Kültürel çoğulculuğun ortaklarını çoğaltma romantizminin birçok maraz doğurduğunu gözlemlemek de mümkün. Edebi kamuda yaşanan ilkesizliğin yol açtığı sorunlara da değinen Şakar, kişilerin yaşadıkları derin çelişkiler konusunda çok önemli noktalara değiniyor: "İdeolojik ilkelerin belirleyici olmadığı bu tür ortak alanların oluşmasında yaşanan en bariz sorun; olgu ve olayların 'neye göre değerlendirileceği', 'neye göre bir tutum alınacağıdır.' Bütün özgürlükleri savunmak gibi romantik bir ilkesizlik, insanı her daim, aslında çok da hoşlanmayacağı nahoş hallere itebilir. Örneğin 'beraber çıkardığınız' bir dergide ya da internet sitesinde pornografik bir imgeyle sizin yazınız pekala yan yana gelebilir; dininize diyanetinize söven bir yazıyla sizin vaaz u nasihatiniz yandaş olabilir; muzır bir neşriyatı, ifade özgürlüğü bağlamında savunmak size düşebilir ya da çok da farkında olmadan kendinizi, bunlar da iktidarlar parayla tanışalı çok bozuldu bağlamında 'mahallenize' söverken bulabilirsiniz."

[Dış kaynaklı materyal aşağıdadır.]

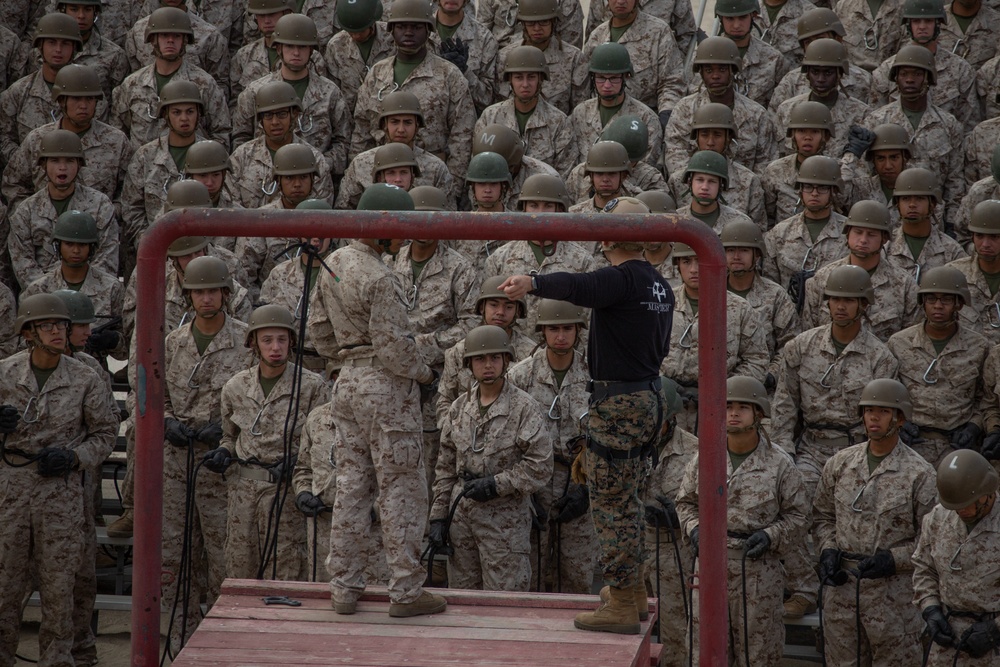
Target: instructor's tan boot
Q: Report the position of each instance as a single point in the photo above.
(618, 614)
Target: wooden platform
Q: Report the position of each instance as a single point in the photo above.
(478, 630)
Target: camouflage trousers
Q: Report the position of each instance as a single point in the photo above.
(568, 550)
(41, 532)
(379, 454)
(491, 542)
(207, 536)
(890, 623)
(250, 515)
(670, 573)
(620, 424)
(762, 607)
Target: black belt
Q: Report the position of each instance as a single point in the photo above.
(600, 389)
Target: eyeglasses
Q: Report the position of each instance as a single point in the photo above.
(49, 327)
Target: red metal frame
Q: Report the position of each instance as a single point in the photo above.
(150, 287)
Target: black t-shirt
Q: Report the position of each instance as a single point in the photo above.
(632, 313)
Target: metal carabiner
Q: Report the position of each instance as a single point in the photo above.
(255, 426)
(32, 402)
(395, 87)
(822, 380)
(681, 343)
(928, 371)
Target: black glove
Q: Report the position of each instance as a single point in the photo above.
(455, 51)
(757, 544)
(909, 433)
(877, 566)
(830, 573)
(573, 505)
(103, 342)
(309, 504)
(539, 517)
(966, 436)
(938, 626)
(859, 140)
(218, 460)
(177, 433)
(663, 514)
(980, 639)
(210, 434)
(56, 461)
(438, 534)
(990, 450)
(481, 489)
(9, 416)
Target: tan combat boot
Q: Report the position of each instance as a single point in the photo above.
(618, 614)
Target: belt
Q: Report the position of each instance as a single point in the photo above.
(255, 473)
(358, 362)
(600, 389)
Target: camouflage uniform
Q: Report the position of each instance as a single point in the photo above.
(252, 172)
(856, 84)
(548, 135)
(517, 257)
(492, 540)
(857, 511)
(978, 43)
(763, 65)
(937, 145)
(882, 32)
(108, 153)
(482, 68)
(895, 304)
(746, 347)
(209, 51)
(44, 516)
(745, 192)
(193, 390)
(244, 408)
(444, 98)
(569, 550)
(955, 91)
(790, 248)
(324, 115)
(955, 566)
(938, 409)
(358, 176)
(500, 18)
(983, 314)
(30, 239)
(665, 480)
(585, 124)
(675, 12)
(376, 412)
(938, 251)
(25, 105)
(758, 144)
(824, 417)
(569, 78)
(344, 63)
(845, 113)
(764, 493)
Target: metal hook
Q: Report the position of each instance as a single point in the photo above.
(32, 402)
(255, 426)
(928, 372)
(395, 87)
(822, 380)
(687, 332)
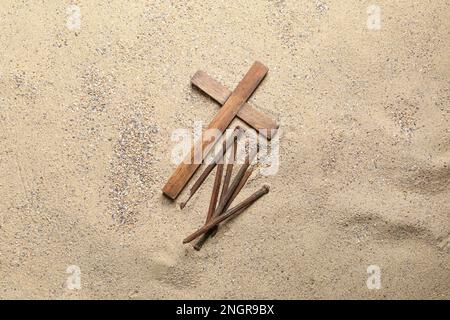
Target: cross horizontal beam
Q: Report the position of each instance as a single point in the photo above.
(255, 119)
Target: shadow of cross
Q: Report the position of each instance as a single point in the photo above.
(232, 106)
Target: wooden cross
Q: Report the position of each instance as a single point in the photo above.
(233, 104)
(255, 119)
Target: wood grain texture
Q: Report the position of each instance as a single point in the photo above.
(180, 177)
(257, 120)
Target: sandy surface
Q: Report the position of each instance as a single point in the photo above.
(86, 117)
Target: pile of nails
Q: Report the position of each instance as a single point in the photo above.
(218, 207)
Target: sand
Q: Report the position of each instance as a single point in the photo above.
(86, 116)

Yazılan yazılardan dünya görüşünün çekilmesi müphemliği ve bulanıklığı beraberinde getirmektedir. Batı yerelliğinin evrenselleştirilmesi ile baştan kültürel taşra olduğunu kabul eden insanlar, bu bakışın altında kendi dünya görüşünü okuyan muhafazakâr zihinler kolaylıkla var olana eklemlenebilmektedirler: "bu yeni okumalarla birlikte, dinin ne kadar da demokrat, liberal, özgürlükçü filan olduğu keşfedilmektedir. Örneğin Hz. Peygamberin kimi şairlerin 'hal'li yönündeki görüşü karşısında ya bu rivayetin sıhhatinden şüpheye düşülmekte ya da 'o zamanın şartları' ile 'bu zamanın şartları' diye farklı iki düzlemden söz ederek Hz. Peygamberin örnekliği iptal edilmiş olmaktadır. " Kültürel ittifakın ve melezleşmelerin de yardımıyla din algısının nasıl dönüştüğü ise ayrıca üzerinde durulması gereken bir başka nokta.
Yeni bir entelektüel biçim olarak melezliğin oluşturduğu şaşı bakışa dikkat çeken önemli bir yazı Cemal Şakar'ın yazısı.